O ex-assessor de Boris Johnson afirmou, esta quarta-feira, no Parlamento, que
o primeiro-ministro britânico chegou a considerar injetar-se com o novo
coronavírus, em direto, na televisão, para mostrar que não havia nada a
temer.
“Em fevereiro, o primeiro-ministro via isto como uma história de pânico.
Descreveu isto como a nova gripe suína. A visão de vários agentes do
número 10 de Downing Street era que, se o primeiro-ministro presidisse
às reuniões COBRA [Comissão para as Contingências Civis] e dissesse a
toda a gente ‘Isto é como a gripe suína, não se preocupem. Vou pedir ao
Chris Whitty [Conselheiro Médico do Governo] para me injetar, em direto,
na televisão, com o coronavírus para que todos percebam que não há nada
a temer’, que isso não ajudaria num planeamento sério”, afirmou Dominic
Cummings aos deputados.
Durante uma audição de mais sete horas com deputados das comissões
parlamentares de Saúde e Ciência, o ex-assessor do chefe do Executivo
disse que “é completamente absurdo que Johnson seja primeiro-ministro”.
Cummings, que cessou funções em novembro, lançou duras críticas ao Governo, descrevendo-o como “leões liderados por burros”, e disse que o secretário de Estado da Saúde, Matt Hancock, deveria ter sido demitido por mentir.
“O secretário de Estado da Saúde deveria ter sido demitido por pelo
menos 15 a 20 coisas, incluindo mentir em várias ocasiões em reunião
após reunião no Conselho de Ministros e publicamente. Disse
repetidamente ao primeiro-ministro que deveria ser despedido.”
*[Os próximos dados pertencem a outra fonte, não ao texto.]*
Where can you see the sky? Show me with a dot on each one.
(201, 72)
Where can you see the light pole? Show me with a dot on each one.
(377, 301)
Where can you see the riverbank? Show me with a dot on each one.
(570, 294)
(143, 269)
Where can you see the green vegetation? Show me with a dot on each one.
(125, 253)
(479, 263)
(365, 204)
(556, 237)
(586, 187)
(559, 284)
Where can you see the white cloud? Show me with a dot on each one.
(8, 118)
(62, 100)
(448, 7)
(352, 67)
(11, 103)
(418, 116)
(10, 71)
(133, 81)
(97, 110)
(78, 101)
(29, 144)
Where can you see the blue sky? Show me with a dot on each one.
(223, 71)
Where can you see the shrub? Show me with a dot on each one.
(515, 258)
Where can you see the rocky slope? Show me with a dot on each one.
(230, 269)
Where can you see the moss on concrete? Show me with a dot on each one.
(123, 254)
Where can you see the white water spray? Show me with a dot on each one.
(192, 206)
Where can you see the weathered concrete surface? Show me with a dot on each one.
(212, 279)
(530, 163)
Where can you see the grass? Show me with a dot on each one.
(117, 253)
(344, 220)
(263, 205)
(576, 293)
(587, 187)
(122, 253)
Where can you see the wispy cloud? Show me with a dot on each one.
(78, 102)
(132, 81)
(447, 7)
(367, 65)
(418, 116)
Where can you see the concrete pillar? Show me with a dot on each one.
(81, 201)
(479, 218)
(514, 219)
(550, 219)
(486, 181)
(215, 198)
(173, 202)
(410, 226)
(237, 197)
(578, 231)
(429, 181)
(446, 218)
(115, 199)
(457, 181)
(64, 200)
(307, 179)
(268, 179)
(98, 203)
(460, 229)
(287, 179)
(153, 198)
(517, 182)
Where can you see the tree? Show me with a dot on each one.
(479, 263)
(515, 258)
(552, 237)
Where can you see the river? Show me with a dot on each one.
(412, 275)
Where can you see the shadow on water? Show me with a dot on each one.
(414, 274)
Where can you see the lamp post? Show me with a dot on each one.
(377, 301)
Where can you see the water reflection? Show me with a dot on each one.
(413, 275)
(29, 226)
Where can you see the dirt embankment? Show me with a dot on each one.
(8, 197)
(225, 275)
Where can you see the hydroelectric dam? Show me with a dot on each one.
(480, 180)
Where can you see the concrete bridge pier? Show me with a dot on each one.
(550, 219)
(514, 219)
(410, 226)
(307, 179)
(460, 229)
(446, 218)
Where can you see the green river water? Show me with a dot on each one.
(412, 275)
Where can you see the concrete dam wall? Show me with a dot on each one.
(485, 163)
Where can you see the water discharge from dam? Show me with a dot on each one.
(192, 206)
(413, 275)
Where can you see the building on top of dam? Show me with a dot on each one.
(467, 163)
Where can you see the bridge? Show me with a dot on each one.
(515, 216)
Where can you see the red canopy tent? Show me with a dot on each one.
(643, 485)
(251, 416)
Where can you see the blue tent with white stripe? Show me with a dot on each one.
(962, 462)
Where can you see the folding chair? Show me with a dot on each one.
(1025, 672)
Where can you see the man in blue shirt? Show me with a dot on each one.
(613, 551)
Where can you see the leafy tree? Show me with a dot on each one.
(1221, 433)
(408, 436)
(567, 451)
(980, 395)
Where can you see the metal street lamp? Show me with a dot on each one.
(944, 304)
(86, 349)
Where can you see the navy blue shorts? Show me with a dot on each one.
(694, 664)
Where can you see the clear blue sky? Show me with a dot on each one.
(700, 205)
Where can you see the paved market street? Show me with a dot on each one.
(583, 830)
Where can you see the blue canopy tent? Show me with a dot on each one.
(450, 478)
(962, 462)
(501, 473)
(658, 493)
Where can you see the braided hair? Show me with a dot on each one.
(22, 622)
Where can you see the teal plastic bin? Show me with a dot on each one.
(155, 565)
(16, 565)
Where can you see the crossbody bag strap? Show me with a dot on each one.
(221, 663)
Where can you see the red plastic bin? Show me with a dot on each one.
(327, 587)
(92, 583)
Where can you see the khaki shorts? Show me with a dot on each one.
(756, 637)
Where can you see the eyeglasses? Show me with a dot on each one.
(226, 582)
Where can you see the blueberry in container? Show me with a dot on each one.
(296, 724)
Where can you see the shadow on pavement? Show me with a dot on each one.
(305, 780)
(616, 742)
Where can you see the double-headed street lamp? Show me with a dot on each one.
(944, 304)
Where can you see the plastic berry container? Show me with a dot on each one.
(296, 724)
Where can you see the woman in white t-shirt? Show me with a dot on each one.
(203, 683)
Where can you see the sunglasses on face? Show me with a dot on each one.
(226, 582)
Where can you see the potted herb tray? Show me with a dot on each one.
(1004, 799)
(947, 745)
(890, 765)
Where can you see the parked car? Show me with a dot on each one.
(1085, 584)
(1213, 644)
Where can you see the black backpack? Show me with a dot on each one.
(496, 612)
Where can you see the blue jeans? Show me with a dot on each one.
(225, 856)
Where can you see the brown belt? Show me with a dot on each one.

Porém, alegou Cummings, Johnson respondeu que iria manter o ministro “porque ele é a pessoa que será despedida quando acontecer o inquérito” público à gestão do Executivo sobre a pandemia.
Sobre o segundo confinamento, em novembro, o ex-assessor alega que
Boris resistiu às recomendações dos cientistas para avançar em setembro e
confirmou que o ouviu dizer que preferia ver “corpos empilharem-se aos
milhares”, como noticiou a BBC.
“Ouvi isso no escritório do primeiro-ministro”, afirmou, dizendo ainda: “Essencialmente, eu considerava que ele era inadequado para as funções
e estava a tentar criar uma estrutura em torno dele para tentar parar o
que eu pensava que eram decisões extremamente más e empurrar outras
coisas contra a sua vontade”.
Cummings também pediu desculpas pelos seus próprios “erros” e
lamentou que “dezenas de milhares de pessoas que morreram não precisavam
de ter morrido”.
Boris garante que tentou “minimizar a perda de vidas”
Na sessão semanal de perguntas ao primeiro-ministro na Câmara dos
Comuns, Boris Johnson aproveitou para responder a estas revelações
devastadoras.
“Gerir a pandemia foi uma das coisas mais difíceis
que este país teve de fazer” e “nenhuma decisão foi fácil”, respondeu o
primeiro-ministro, quando questionado pelo líder do Partido Trabalhista,
Keir Starmer, sobre as críticas do ex-assessor.
“Ficar em confinamento foi traumático para este país, lidar com uma
pandemia desta dimensão tem sido tremendamente difícil e, em todos os
momentos, tentámos minimizar a perda de vidas”, acrescentou.
Instado pelo líder do Partido Nacionalista Escocês (SNP) no
Parlamento, Ian Blackford, a pedir desculpa e assumir os erros cometidos
pelo Governo, Boris Johnson acedeu.
“Assumo total responsabilidade por tudo o que
aconteceu. Lamento sinceramente o sofrimento que o povo deste país
experimentou. Mas o Governo sempre agiu com o intuito de salvar vidas,
proteger o NHS [serviço público de saúde] e de acordo com os melhores
pareceres científicos”, vincou.
Johnson negou ter minimizado a dimensão da crise sanitária no início
ou ter sido “complacente” e desmentiu que o anterior chefe dos serviços
civis, Mark Sedwill, lhe tivesse manifestado falta de confiança no
ministro da Saúde.
Cummings foi considerado o arquiteto da campanha que resultou na saída do Reino Unido da União Europeia e o autor do slogan “Get Brexit Done”, que garantiu uma maioria absoluta nas eleições de dezembro.
Tornou-se depois o assessor com mais poder dentro do
Executivo, decidindo muitas vezes quem tinha acesso ao
primeiro-ministro, marginalizando deputados e até outros membros do
próprio Governo.
Porém, ficou enfraquecido quando foi tornado público que tinha
conduzido centenas de quilómetros até ao norte de Inglaterra após
contrair covid-19, violando as regras de confinamento nacional.